Libreville : Un colloque international met la bande dessinée africaine au centre des enjeux culturels et sociaux

La capitale gabonaise s’apprête à accueillir, les 22 et 23 avril 2026 à l’Institut Français du Gabon, un important colloque international pluridisciplinaire consacré à la bande dessinée africaine, autour du thème : « La bande dessinée africaine. Écosystème, usages sociaux et perspectives ». Chercheurs, artistes, universitaires et professionnels du 9ᵉ art venus de plusieurs pays africains et d’ailleurs sont attendus pour deux jours d’échanges scientifiques et culturels.

Organisé avec l’appui du Centre National de la Recherche Scientifique et Technologique (CENAREST) et de ses partenaires, notamment l’Institut français du Gabon, ce rendez-vous ambitionne de faire de la bande dessinée un objet d’étude à part entière, au croisement de la culture, de l’histoire, de l’éducation et des dynamiques sociales africaines.

Une ouverture placée sous le signe de la réflexion académique

La cérémonie d’ouverture, prévue le mercredi 22 avril, réunira les plus hautes autorités académiques et gouvernementales.
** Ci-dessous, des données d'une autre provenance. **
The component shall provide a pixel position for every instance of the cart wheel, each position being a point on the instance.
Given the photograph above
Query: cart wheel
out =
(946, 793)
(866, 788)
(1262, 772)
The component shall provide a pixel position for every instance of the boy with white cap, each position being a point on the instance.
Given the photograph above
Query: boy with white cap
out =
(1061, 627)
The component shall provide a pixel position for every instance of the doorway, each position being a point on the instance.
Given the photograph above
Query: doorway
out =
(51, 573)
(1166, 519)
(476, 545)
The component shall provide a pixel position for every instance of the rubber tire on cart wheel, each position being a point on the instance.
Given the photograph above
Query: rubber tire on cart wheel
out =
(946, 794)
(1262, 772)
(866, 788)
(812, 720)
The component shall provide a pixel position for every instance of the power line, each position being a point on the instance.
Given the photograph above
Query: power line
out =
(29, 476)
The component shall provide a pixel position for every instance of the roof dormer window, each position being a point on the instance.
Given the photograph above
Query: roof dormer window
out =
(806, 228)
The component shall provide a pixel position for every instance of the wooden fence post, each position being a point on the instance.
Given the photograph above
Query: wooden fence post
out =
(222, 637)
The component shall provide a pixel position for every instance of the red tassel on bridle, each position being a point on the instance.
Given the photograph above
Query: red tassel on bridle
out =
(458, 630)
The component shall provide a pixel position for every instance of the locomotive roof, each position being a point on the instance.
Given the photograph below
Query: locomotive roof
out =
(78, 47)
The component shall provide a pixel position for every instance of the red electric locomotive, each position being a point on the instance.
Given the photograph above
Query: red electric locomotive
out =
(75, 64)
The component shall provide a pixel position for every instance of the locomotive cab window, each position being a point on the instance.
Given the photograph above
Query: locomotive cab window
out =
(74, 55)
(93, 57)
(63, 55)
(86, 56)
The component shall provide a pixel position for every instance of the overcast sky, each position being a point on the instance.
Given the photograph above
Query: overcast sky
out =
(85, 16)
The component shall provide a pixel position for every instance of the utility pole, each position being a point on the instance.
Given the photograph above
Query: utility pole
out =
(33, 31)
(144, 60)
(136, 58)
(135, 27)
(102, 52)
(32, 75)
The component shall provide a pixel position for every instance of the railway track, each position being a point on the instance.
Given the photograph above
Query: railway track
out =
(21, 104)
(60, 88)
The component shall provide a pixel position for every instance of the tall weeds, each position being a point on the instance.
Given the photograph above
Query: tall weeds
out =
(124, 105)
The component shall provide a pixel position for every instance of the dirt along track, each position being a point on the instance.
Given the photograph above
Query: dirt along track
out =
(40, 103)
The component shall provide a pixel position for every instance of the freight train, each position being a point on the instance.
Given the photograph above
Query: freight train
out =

Elle sera suivie d’une leçon inaugurale du Dr Ludovic Obiang, chercheur à l’IRSH-CENAREST, qui interrogera la nécessité de repenser la bande dessinée en Afrique comme un outil intellectuel, artistique et social incontournable.

Dans la foulée, une visite d’exposition et un cocktail permettront aux participants de découvrir la richesse de la création graphique africaine contemporaine.

Une discipline en construction au cœur des débats scientifiques

Le programme scientifique s’articule autour de plusieurs sessions thématiques qui mettent en lumière la diversité des approches de la bande dessinée africaine.

La première session s’intéressera aux fondements théoriques et aux structures narratives du médium. Les chercheurs y analyseront la place de la BD gabonaise, ses influences extérieures, ainsi que les tentatives de structuration d’un véritable écosystème créatif local.

La deuxième session abordera les questions de patrimoine, d’identité et de mémoire. Les communications porteront notamment sur les récits historiques, les traditions orales africaines et les représentations culturelles à travers la bande dessinée, considérée comme un vecteur de transmission intergénérationnelle.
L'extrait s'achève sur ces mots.